Gli effetti del calo demografico sono destabilizzanti, “uguali a quelli di un terremoto”, ma poiché si tratta di “un fenomeno lento”, ci siamo adattati “di anno in anno senza accorgersi dei danni che produce”. A lanciare l’allarme è Alessandro Rosina, docente di demografia all’Università Cattolica di Milano e coordinatore scientifico del Rapporto Giovani promosso dall’Istituto Toniolo. Intervenuto oggi a Roma alla presentazione del patto sulla natalità promosso dal Forum delle associazioni familiari, Rosina spiega che “tra qualche decennio la generazione del baby boom, asse portante del lavoro e dell’economia, uscirà di scena”, mentre agli anni ’70 ad oggi in Italia l’età media per formare famiglia e avere figli è salita dai 25 ai 31 anni a causa delle difficoltà occupazionali, abitative e di conciliazione tra lavoro e famiglia.

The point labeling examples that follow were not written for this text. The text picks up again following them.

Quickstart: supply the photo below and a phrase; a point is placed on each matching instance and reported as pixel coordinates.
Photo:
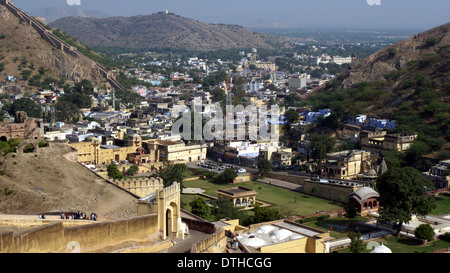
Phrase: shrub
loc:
(424, 232)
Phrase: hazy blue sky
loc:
(412, 14)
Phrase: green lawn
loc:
(442, 205)
(300, 203)
(405, 245)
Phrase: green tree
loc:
(264, 167)
(173, 173)
(66, 111)
(26, 105)
(218, 95)
(351, 211)
(413, 156)
(424, 232)
(223, 208)
(356, 244)
(200, 208)
(314, 190)
(403, 193)
(132, 170)
(291, 117)
(114, 172)
(226, 177)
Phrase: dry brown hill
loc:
(161, 30)
(398, 55)
(408, 82)
(45, 181)
(23, 50)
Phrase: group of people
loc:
(79, 215)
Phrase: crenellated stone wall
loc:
(141, 186)
(57, 238)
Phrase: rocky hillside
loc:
(408, 82)
(46, 180)
(162, 31)
(24, 54)
(397, 57)
(54, 13)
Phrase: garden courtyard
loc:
(303, 204)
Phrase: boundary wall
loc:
(56, 238)
(60, 44)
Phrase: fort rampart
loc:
(59, 238)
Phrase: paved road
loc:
(185, 245)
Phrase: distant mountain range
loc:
(407, 81)
(164, 31)
(54, 13)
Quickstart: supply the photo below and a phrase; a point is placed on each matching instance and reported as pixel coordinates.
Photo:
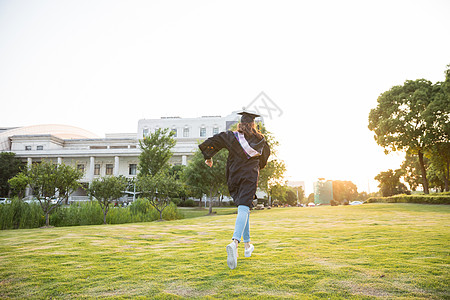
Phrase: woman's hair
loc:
(249, 129)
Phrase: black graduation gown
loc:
(242, 170)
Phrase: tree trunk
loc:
(424, 173)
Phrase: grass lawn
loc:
(193, 212)
(359, 252)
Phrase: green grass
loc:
(194, 212)
(357, 252)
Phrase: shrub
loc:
(441, 198)
(19, 214)
(189, 203)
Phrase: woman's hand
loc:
(209, 162)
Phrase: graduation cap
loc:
(248, 116)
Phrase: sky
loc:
(103, 65)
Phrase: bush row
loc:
(19, 214)
(441, 198)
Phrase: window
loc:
(80, 167)
(97, 169)
(145, 132)
(202, 132)
(109, 169)
(186, 132)
(132, 169)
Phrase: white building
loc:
(116, 154)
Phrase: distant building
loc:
(323, 191)
(116, 154)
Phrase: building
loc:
(116, 154)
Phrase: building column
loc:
(90, 175)
(116, 166)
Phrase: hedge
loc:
(441, 198)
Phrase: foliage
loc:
(413, 117)
(156, 151)
(107, 189)
(203, 179)
(159, 189)
(19, 214)
(390, 183)
(18, 184)
(422, 199)
(344, 191)
(10, 166)
(310, 198)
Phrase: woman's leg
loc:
(246, 233)
(241, 223)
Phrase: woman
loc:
(248, 153)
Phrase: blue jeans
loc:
(242, 227)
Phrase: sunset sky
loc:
(103, 65)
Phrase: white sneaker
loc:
(248, 252)
(232, 255)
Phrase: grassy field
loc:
(358, 252)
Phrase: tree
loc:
(403, 120)
(67, 181)
(18, 184)
(50, 184)
(344, 191)
(156, 151)
(10, 166)
(390, 183)
(439, 157)
(311, 198)
(107, 189)
(206, 180)
(158, 189)
(291, 197)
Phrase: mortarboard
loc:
(248, 116)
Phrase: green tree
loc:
(291, 197)
(411, 170)
(18, 184)
(439, 157)
(344, 191)
(106, 190)
(51, 184)
(156, 151)
(205, 180)
(275, 169)
(390, 183)
(403, 120)
(159, 189)
(10, 166)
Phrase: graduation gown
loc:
(246, 156)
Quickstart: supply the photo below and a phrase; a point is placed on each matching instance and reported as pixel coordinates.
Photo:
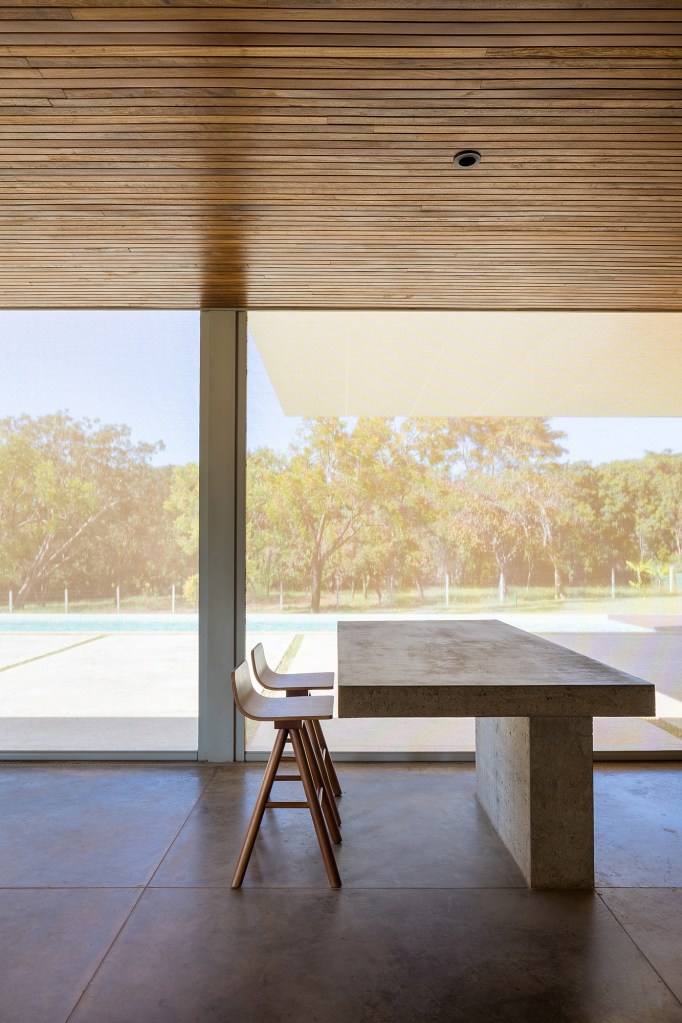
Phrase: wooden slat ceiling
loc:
(299, 153)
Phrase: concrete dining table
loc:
(534, 703)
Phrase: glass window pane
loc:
(98, 531)
(406, 464)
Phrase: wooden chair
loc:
(290, 715)
(298, 684)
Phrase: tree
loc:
(483, 460)
(63, 484)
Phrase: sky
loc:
(142, 368)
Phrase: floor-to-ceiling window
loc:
(508, 465)
(98, 532)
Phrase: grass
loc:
(142, 604)
(583, 599)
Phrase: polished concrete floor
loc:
(116, 904)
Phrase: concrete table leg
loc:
(534, 780)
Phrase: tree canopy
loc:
(372, 503)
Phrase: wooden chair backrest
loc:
(264, 672)
(245, 696)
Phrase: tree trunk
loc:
(315, 586)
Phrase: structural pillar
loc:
(222, 490)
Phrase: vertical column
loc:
(222, 488)
(534, 780)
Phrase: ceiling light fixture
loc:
(466, 159)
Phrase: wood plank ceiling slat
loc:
(300, 153)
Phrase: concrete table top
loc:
(475, 669)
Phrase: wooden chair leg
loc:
(328, 762)
(318, 781)
(315, 811)
(259, 809)
(322, 769)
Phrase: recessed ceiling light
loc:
(466, 159)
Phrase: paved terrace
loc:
(136, 691)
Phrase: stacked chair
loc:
(297, 716)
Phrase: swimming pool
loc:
(531, 621)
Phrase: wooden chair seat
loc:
(289, 681)
(299, 684)
(293, 718)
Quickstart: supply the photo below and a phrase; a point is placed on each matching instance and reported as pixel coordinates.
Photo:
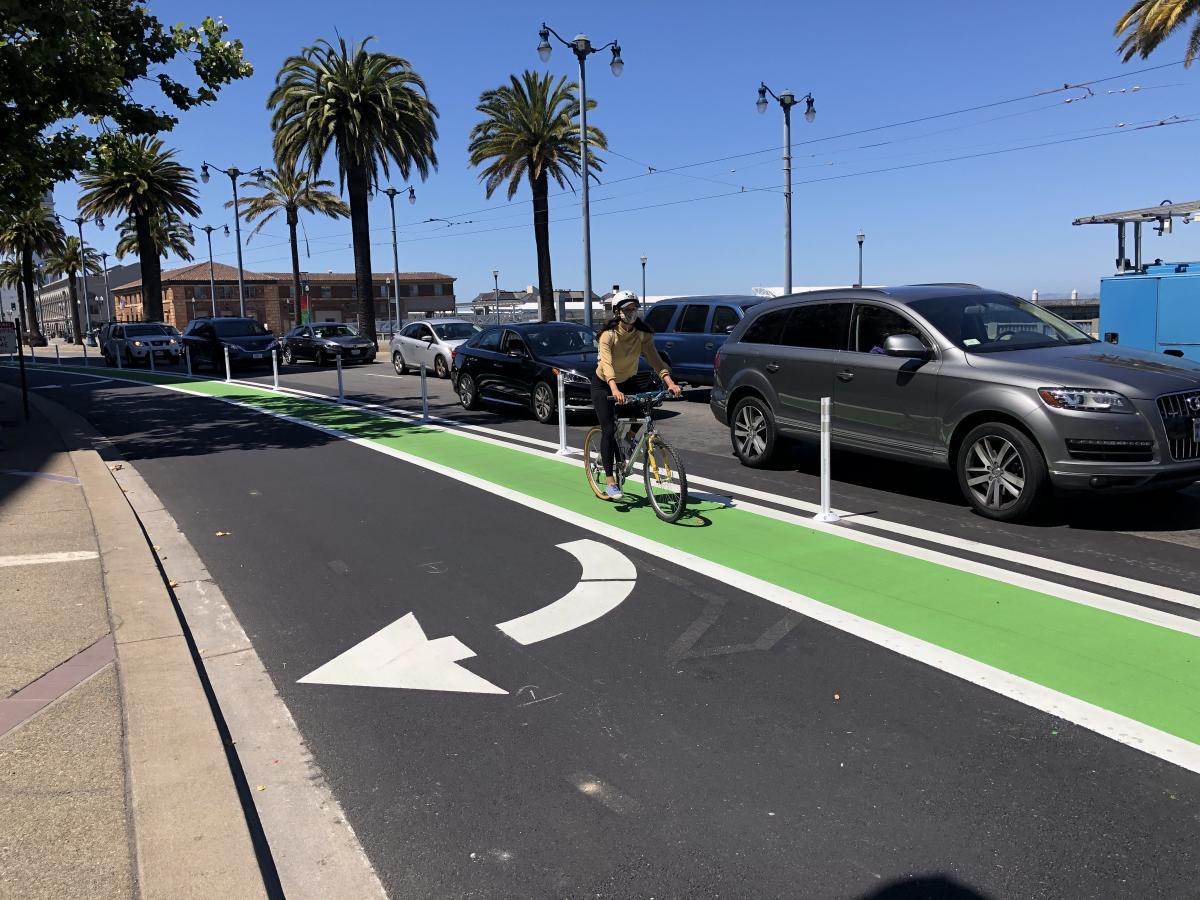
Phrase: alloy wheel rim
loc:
(995, 473)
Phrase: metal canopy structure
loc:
(1162, 215)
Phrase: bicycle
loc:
(666, 483)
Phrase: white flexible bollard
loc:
(826, 514)
(562, 417)
(425, 397)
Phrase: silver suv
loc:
(1012, 397)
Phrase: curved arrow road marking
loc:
(400, 655)
(609, 577)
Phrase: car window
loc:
(767, 328)
(490, 340)
(875, 324)
(724, 318)
(659, 318)
(820, 327)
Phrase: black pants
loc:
(609, 412)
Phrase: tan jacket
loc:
(619, 351)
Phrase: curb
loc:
(190, 832)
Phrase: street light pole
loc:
(786, 100)
(395, 253)
(234, 173)
(581, 46)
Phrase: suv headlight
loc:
(1085, 400)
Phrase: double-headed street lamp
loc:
(234, 173)
(395, 253)
(581, 46)
(786, 100)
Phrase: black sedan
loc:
(324, 342)
(519, 364)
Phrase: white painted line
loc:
(70, 556)
(400, 655)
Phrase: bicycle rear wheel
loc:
(666, 483)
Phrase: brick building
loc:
(333, 297)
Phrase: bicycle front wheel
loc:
(666, 483)
(593, 463)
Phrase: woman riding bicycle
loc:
(624, 340)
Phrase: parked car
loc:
(1012, 397)
(690, 330)
(517, 365)
(430, 342)
(133, 342)
(323, 342)
(250, 342)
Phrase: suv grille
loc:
(1177, 412)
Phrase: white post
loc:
(562, 417)
(425, 397)
(826, 514)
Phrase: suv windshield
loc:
(557, 340)
(334, 331)
(995, 323)
(238, 328)
(455, 330)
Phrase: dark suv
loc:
(1008, 395)
(689, 331)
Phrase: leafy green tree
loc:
(168, 232)
(69, 61)
(66, 259)
(291, 191)
(1147, 23)
(532, 132)
(139, 179)
(31, 231)
(372, 109)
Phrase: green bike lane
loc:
(1144, 672)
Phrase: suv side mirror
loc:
(905, 346)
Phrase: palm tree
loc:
(139, 178)
(1151, 22)
(532, 131)
(169, 233)
(292, 191)
(372, 109)
(66, 261)
(31, 231)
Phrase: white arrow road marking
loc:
(400, 655)
(609, 577)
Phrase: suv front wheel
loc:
(1001, 472)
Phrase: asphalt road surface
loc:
(694, 739)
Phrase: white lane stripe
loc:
(70, 556)
(1087, 715)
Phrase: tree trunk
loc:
(30, 324)
(75, 307)
(540, 186)
(151, 269)
(293, 220)
(360, 229)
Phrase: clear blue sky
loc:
(688, 94)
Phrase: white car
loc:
(430, 342)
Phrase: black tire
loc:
(544, 402)
(468, 394)
(1001, 472)
(753, 432)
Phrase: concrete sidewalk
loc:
(113, 778)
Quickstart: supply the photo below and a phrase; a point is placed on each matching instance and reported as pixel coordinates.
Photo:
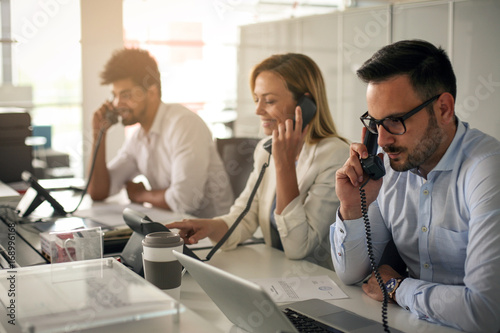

E c’è un’aggravante: “L’incidenza della povertà assoluta dei nuclei con capofamiglia under 35 è pari a 10,4% contro il 3,9% dei nuclei con capofamiglia di età 65 e più. Per una coppia con 3 o più figli l’incidenza è 14,7%”. Secondo il demografo è urgente “mettere in atto politiche efficaci di sostegno alle scelte di formazione delle famiglie” anche perché “la denatalità passata sta erodendo le potenziali madri di oggi (e del futuro): le donne arrivate alla fine della loro vita riproduttiva, ovvero attorno ai 50 anni, sono oltre mezzo milione, mentre le donne che stanno entrando nella fase di formazione della famiglia, ovvero attorno ai 25 anni, sono poco più di 300mila (il 40% in meno)”.